Улица на Молдаванке. Из-за угла показывается биндюг Менделя Крика. Старик пьян, он хлещет лошадей, клячи несутся бурным галопом, прохожие шарахаются в сторону.
Мендель Крик размахивает кнутом. Раскорячив ноги, старик стоймя стоит в телеге, малиновый пот кипит на его лице. Он велик ростом, тучен, пьян, весел.
Биндюг несется во всю прыть. Пьяный старик орет прохожим — поберегись!.. Навстречу ему, виляя бедрами, идет поющая цыганка. Обезьяна деловито лущит орешки у нее на плече. Цыганка подает старику знак, едва заметный.
Вожжи в руках Менделя. Схваченные железной рукой, они с карьера останавливают лошадей.
Лицо Менделя, внезапно протрезвевшего, обращено к цыганке.
Цыганка проходит мимо Менделя. Она скосила глаз и поет:
— Маранц, матери его сто чертей…
Цыганка вильнула бедрами, она играет с обезьянкой и поет про себя:
— Маранц был у пристава…
Мендель пошевелил вожжами и поехал. Не в пример прежней езде лошади его идут шагом.
Изображение облупившейся вывески: «Извозопромышленное заведение Мендель Крик и Сыновья». На вывеске намалевано ожерелье из подков и английская леди в амазонке с хлыстом. Леди гарцует на битюге, битюг мечет в воздух передние ноги.

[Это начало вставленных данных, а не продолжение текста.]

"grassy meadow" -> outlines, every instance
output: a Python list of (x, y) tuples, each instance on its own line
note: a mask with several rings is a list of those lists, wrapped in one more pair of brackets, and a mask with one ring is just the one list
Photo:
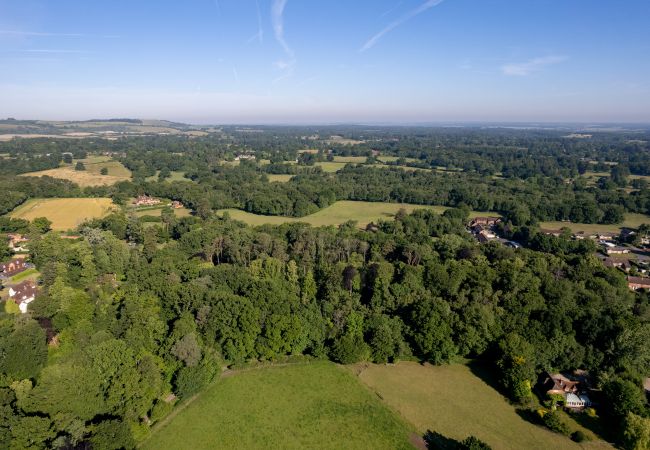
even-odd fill
[(650, 223), (650, 216), (626, 213), (625, 220), (620, 224), (600, 225), (595, 223), (540, 222), (539, 226), (549, 230), (559, 230), (562, 227), (567, 227), (574, 233), (581, 231), (585, 233), (620, 233), (621, 228), (637, 228), (643, 223)]
[[(348, 369), (420, 434), (431, 430), (456, 440), (474, 435), (495, 450), (612, 448), (603, 441), (580, 445), (527, 422), (466, 365), (400, 362), (360, 364)], [(572, 427), (582, 429), (575, 423)]]
[(412, 212), (416, 209), (431, 209), (438, 213), (444, 212), (447, 208), (444, 206), (428, 205), (410, 205), (404, 203), (382, 203), (382, 202), (355, 202), (339, 201), (333, 205), (324, 208), (314, 214), (305, 217), (281, 217), (281, 216), (263, 216), (253, 214), (239, 209), (224, 209), (219, 213), (228, 212), (230, 217), (241, 220), (249, 225), (280, 225), (290, 222), (304, 222), (315, 227), (340, 225), (349, 220), (356, 220), (360, 227), (365, 227), (370, 222), (377, 222), (379, 219), (390, 220), (400, 209)]
[[(155, 175), (147, 177), (145, 179), (145, 181), (149, 181), (149, 182), (158, 181), (158, 174), (159, 173), (160, 173), (160, 170), (157, 170)], [(185, 178), (185, 172), (181, 172), (181, 171), (177, 172), (177, 171), (172, 170), (170, 172), (170, 174), (171, 174), (171, 176), (169, 178), (167, 178), (165, 181), (169, 181), (169, 182), (172, 182), (172, 181), (192, 181), (189, 178)]]
[(76, 228), (86, 219), (103, 217), (113, 208), (110, 198), (42, 198), (27, 200), (9, 216), (27, 220), (47, 217), (53, 230), (64, 231)]
[[(77, 162), (82, 162), (86, 170), (74, 170)], [(108, 169), (107, 175), (100, 173), (104, 168)], [(72, 164), (66, 164), (56, 169), (29, 172), (21, 176), (41, 177), (44, 175), (52, 178), (70, 180), (81, 187), (110, 186), (120, 181), (131, 179), (131, 171), (119, 161), (111, 159), (110, 156), (92, 156), (86, 159), (74, 160)]]
[[(134, 209), (132, 213), (137, 217), (143, 217), (143, 216), (160, 217), (160, 215), (162, 214), (162, 210), (163, 207), (161, 206), (160, 208), (145, 208), (140, 210)], [(192, 210), (187, 209), (185, 207), (174, 209), (173, 211), (176, 217), (188, 217), (192, 215)]]
[(408, 449), (412, 431), (349, 371), (315, 362), (223, 377), (141, 448)]

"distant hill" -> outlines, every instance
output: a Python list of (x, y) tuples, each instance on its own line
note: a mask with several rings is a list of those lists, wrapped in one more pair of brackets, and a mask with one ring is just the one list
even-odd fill
[(200, 127), (167, 120), (143, 120), (130, 118), (91, 119), (81, 121), (49, 120), (0, 120), (0, 141), (13, 138), (88, 138), (115, 139), (120, 136), (149, 135), (200, 136)]

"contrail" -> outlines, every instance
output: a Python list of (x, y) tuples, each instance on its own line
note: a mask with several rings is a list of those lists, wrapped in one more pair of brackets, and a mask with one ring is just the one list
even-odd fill
[(384, 35), (390, 33), (391, 31), (393, 31), (395, 28), (399, 27), (400, 25), (403, 25), (404, 23), (408, 22), (409, 20), (411, 20), (415, 16), (417, 16), (419, 14), (422, 14), (426, 10), (431, 9), (434, 6), (438, 6), (443, 1), (444, 0), (428, 0), (428, 1), (424, 2), (424, 3), (422, 3), (420, 6), (418, 6), (417, 8), (415, 8), (415, 9), (409, 11), (409, 12), (407, 12), (404, 16), (397, 19), (396, 21), (391, 22), (390, 24), (388, 24), (388, 26), (386, 26), (386, 28), (384, 28), (379, 33), (375, 34), (373, 37), (368, 39), (368, 41), (363, 45), (363, 47), (361, 47), (359, 49), (359, 51), (360, 52), (365, 52), (366, 50), (371, 49), (372, 47), (375, 46), (375, 44), (377, 44), (377, 42), (379, 42), (379, 39), (381, 39)]

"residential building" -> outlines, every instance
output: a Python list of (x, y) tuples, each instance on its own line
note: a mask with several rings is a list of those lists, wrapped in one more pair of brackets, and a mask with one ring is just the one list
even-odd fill
[(650, 278), (627, 277), (627, 286), (633, 291), (650, 289)]
[(10, 278), (29, 269), (31, 264), (23, 258), (12, 259), (8, 263), (0, 264), (0, 278)]
[(27, 305), (34, 301), (38, 288), (33, 281), (23, 281), (9, 288), (9, 298), (18, 305), (20, 312), (27, 312)]

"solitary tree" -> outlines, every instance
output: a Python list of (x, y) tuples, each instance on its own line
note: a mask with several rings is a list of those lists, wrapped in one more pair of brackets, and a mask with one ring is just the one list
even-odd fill
[(86, 170), (86, 166), (81, 161), (77, 161), (77, 165), (74, 166), (74, 170)]
[(102, 170), (99, 171), (102, 175), (108, 175), (108, 167), (102, 167)]

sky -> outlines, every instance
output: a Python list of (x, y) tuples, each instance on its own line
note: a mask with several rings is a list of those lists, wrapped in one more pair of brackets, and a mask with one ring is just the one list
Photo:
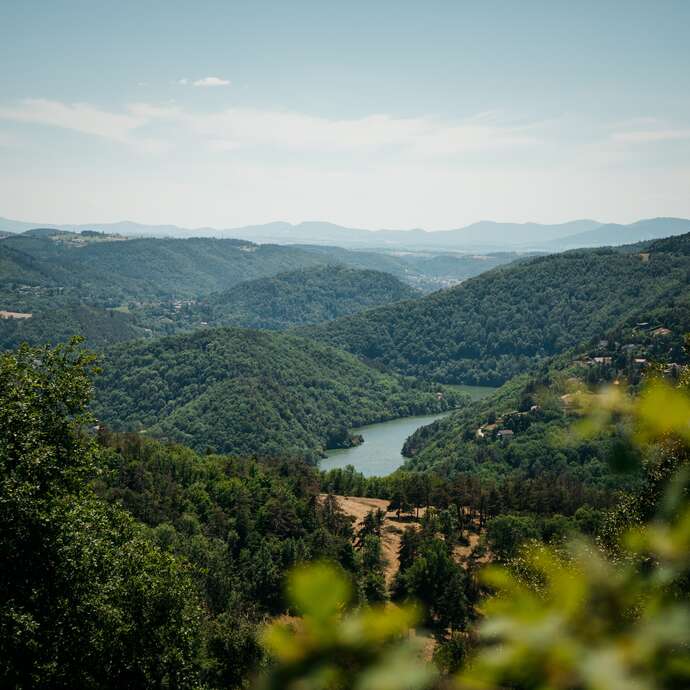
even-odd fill
[(0, 2), (0, 216), (690, 217), (690, 2)]

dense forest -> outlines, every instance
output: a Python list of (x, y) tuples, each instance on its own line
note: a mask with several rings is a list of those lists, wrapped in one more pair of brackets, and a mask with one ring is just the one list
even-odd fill
[(64, 299), (120, 307), (129, 302), (192, 299), (256, 278), (335, 264), (385, 271), (428, 292), (517, 256), (446, 255), (440, 259), (445, 267), (441, 270), (427, 254), (29, 231), (0, 238), (0, 299), (2, 308), (10, 311), (31, 311), (41, 301), (54, 304)]
[(301, 333), (406, 375), (498, 385), (687, 295), (688, 244), (684, 235), (642, 256), (596, 249), (539, 257)]
[(171, 300), (145, 306), (134, 316), (155, 332), (174, 333), (200, 325), (281, 330), (419, 294), (389, 273), (334, 264), (248, 280), (191, 303)]
[(92, 370), (74, 348), (0, 356), (2, 686), (238, 687), (291, 565), (359, 576), (351, 521), (299, 462), (84, 434)]
[(351, 427), (465, 401), (329, 346), (232, 328), (109, 349), (96, 383), (94, 411), (114, 429), (273, 457), (316, 458), (349, 445)]
[(100, 349), (208, 324), (320, 323), (413, 298), (417, 289), (445, 287), (516, 257), (397, 256), (38, 228), (0, 238), (0, 310), (31, 314), (0, 319), (0, 349), (75, 334)]
[(67, 302), (26, 313), (31, 318), (0, 319), (0, 350), (11, 350), (25, 342), (56, 345), (74, 335), (83, 336), (89, 347), (100, 349), (150, 334), (150, 329), (138, 325), (127, 313), (87, 304)]

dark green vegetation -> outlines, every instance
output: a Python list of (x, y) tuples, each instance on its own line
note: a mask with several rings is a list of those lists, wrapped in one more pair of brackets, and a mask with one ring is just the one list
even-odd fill
[(244, 280), (328, 263), (301, 249), (240, 240), (82, 243), (81, 235), (74, 238), (17, 235), (0, 241), (8, 268), (3, 293), (16, 294), (21, 303), (29, 288), (60, 288), (63, 298), (116, 307), (130, 300), (197, 297)]
[[(438, 257), (437, 264), (427, 255), (339, 247), (130, 240), (38, 228), (0, 238), (0, 310), (33, 315), (21, 324), (0, 321), (0, 349), (22, 341), (56, 343), (73, 334), (100, 348), (202, 322), (268, 328), (317, 323), (414, 297), (410, 285), (435, 290), (513, 258)], [(286, 275), (270, 280), (278, 274)]]
[[(523, 487), (538, 480), (554, 486), (571, 481), (610, 496), (622, 486), (608, 464), (622, 452), (621, 434), (596, 440), (574, 437), (570, 432), (580, 419), (577, 396), (614, 382), (636, 391), (650, 372), (676, 380), (680, 365), (687, 362), (681, 334), (690, 329), (690, 315), (681, 311), (670, 319), (670, 310), (659, 305), (650, 313), (663, 315), (664, 323), (674, 321), (675, 332), (653, 328), (653, 322), (614, 329), (588, 349), (545, 362), (471, 408), (419, 429), (403, 449), (411, 458), (407, 466), (433, 468), (444, 476), (511, 479)], [(582, 490), (571, 487), (571, 498)], [(525, 509), (540, 504), (539, 497), (526, 494), (523, 490)]]
[(201, 456), (101, 429), (92, 359), (0, 356), (0, 686), (234, 688), (290, 566), (363, 577), (313, 468)]
[(91, 359), (0, 355), (0, 685), (189, 685), (201, 611), (188, 568), (96, 499)]
[(388, 273), (335, 265), (241, 283), (209, 298), (208, 309), (214, 323), (281, 329), (416, 296)]
[(381, 373), (291, 335), (202, 330), (107, 352), (94, 410), (198, 450), (318, 457), (348, 429), (448, 409), (464, 396)]
[[(501, 262), (514, 258), (497, 256)], [(30, 231), (0, 240), (0, 295), (12, 302), (5, 305), (7, 309), (25, 306), (37, 296), (72, 297), (115, 307), (128, 301), (195, 298), (247, 280), (333, 264), (385, 271), (433, 289), (443, 284), (438, 282), (441, 277), (466, 277), (465, 264), (472, 263), (462, 259), (462, 266), (446, 276), (438, 268), (427, 275), (423, 266), (428, 261), (428, 257), (417, 260), (414, 255), (397, 257), (339, 247)], [(474, 263), (478, 266), (474, 271), (487, 266), (485, 261)]]
[(531, 259), (303, 333), (406, 375), (498, 385), (542, 358), (647, 320), (658, 305), (687, 299), (688, 244), (690, 235), (655, 242), (649, 261), (612, 249)]
[(249, 280), (193, 303), (144, 307), (136, 311), (136, 319), (167, 333), (202, 324), (280, 330), (418, 295), (389, 273), (336, 264)]
[(55, 345), (75, 334), (84, 336), (95, 348), (149, 334), (128, 314), (86, 304), (42, 306), (29, 313), (30, 319), (0, 319), (0, 349), (12, 349), (23, 342)]

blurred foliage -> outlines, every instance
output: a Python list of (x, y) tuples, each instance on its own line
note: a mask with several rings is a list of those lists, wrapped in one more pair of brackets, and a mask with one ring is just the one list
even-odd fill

Под вывеской у невзрачного одноэтажного дома сидят на лавочке два парня и щелкают семечки. Они хранят важное молчание и смотрят вперед безо всякого выражения. Один из них — молодой перс с оливковым лицом и черными разросшимися бровями, другой — Савка Буцис. Одна рука у Буциса отрезана, обрубок ее зашит в болтающийся рукав, другой, целой рукой он с необыкновенной ловкостью и ухарством выгребает из кармана подсолнухи и издалека, не целясь, бросает их в рот. Промаха у него не бывает.
К дому подъезжает Мендель Крик. Парни — перс и Савка — в полном безмолвии, не поворачивая голов, отдают старику честь. Ворота перед Менделем раскрываются; человек, раскрывающий их, не виден.